Beliebte Beiträge

Tipp Der Redaktion - 2019

Die „Freiheitsagenda“ war eine Katastrophe für die von ihr betroffenen Länder

Bill Kellers Beschreibung der Menschenrechtsbilanz der Bush-Regierung ist fehlerhaft:

George W. Bush machte "die Freiheitsagenda" zur Unterzeichnung seiner Regierung, aber Amerikas moralische Autorität wurde durch die Exzesse des Krieges gegen den Terror ernsthaft gefährdet.

Keller glaubt, dass diese beiden die Widersprüche in der Außenpolitik der Bush-Ära darstellen. Dies ist, was er meint, wenn er sagt, dass Bushs Menschenrechtsbilanz "gemischt" war, anstatt sie genau als abgrundtief zu beschreiben. Die Bush-Regierung setzte Häftlinge auf unbestimmte Zeit in Haft, folterte einige von ihnen, überführte andere, um von anderen Regierungen gefoltert zu werden, und verursachte eine humanitäre Katastrophe mit dem Einmarsch im Irak. Dies waren einige der bekannteren „Exzesse“, auf die Keller im Vorbeigehen Bezug nimmt. Die Regierung unterstützte auch die politischen Veränderungen in Übersee, die die Kräfte des Illiberalismus stärkten, anstatt sie zu schwächen, und dies größtenteils in einem fehlgeschlagenen Versuch, den Einfluss der USA auf die ehemaligen Sowjetstaaten und den Nahen Osten auszudehnen. Das sind die Früchte der sogenannten „Freiheitsagenda“. Wenn wir die „Freiheitsagenda“ eher nach ihren Auswirkungen als nach ihrer Rhetorik beurteilen, können wir sehen, dass sie Teil dessen war, was an den Menschenrechtsaufzeichnungen der Bush-Regierung falsch war .
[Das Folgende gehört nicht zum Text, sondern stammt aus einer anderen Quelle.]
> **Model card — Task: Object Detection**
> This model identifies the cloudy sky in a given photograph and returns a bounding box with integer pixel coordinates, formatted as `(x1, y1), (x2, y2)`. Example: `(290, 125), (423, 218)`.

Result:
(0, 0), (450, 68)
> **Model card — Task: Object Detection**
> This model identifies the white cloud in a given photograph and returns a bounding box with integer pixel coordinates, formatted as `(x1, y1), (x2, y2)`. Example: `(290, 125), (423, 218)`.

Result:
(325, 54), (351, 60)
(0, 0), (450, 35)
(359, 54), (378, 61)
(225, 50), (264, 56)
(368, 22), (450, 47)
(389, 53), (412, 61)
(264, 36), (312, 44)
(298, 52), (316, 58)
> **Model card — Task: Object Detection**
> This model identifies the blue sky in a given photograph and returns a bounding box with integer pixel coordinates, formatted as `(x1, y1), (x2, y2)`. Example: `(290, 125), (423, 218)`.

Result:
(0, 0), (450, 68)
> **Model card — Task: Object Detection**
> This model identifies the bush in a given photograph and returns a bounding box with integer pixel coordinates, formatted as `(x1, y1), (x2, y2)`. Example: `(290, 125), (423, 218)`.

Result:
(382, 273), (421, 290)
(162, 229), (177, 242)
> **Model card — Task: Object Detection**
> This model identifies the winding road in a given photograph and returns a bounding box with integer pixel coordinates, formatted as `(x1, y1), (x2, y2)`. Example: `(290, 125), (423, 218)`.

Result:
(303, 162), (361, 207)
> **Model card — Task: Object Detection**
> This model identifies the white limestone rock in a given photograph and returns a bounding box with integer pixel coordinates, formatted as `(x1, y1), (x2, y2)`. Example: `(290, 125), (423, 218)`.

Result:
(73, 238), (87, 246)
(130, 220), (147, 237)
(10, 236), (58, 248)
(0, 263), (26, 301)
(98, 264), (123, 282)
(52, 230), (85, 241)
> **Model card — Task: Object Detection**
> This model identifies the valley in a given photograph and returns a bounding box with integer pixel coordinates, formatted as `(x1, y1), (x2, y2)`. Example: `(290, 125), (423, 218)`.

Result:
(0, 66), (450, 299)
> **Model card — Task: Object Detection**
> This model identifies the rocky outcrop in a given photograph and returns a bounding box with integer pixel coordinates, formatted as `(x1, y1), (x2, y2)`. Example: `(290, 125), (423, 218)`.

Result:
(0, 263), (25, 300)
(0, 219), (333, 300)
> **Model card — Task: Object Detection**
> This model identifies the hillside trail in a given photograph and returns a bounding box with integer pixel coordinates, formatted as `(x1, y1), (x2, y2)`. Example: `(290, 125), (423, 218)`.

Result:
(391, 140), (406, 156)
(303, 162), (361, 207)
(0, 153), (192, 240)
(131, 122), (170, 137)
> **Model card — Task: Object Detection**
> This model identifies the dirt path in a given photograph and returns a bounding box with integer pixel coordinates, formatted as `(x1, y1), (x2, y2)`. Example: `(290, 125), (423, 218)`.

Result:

Keller schätzt die „Freiheitsagenda“ viel zu sehr ein, als dass sie etwas mit der Verbesserung der politischen und rechtlichen Bedingungen in anderen Ländern zu tun hätte. Die Regierung hat immer selektiv entschieden, wo die „Freiheitsagenda“ gefördert werden soll, aber das war nicht das Hauptproblem. In fast allen Fällen, in denen die Verwaltung den politischen Wandel im Ausland aktiv unterstützte, blieben die politischen und rechtlichen Bedingungen unverändert oder verschlechterten sich. Der Schutz der politischen Rechte und bürgerlichen Freiheiten blieb in den meisten Staaten, die von den Auswirkungen der „Freiheitsagenda“ „profitiert“ haben, gleich oder wurde geschwächt. Die „Freiheitsagenda“ beigetragen auf den globalen Niedergang der Freiheit, der im letzten Jahrzehnt stattfand.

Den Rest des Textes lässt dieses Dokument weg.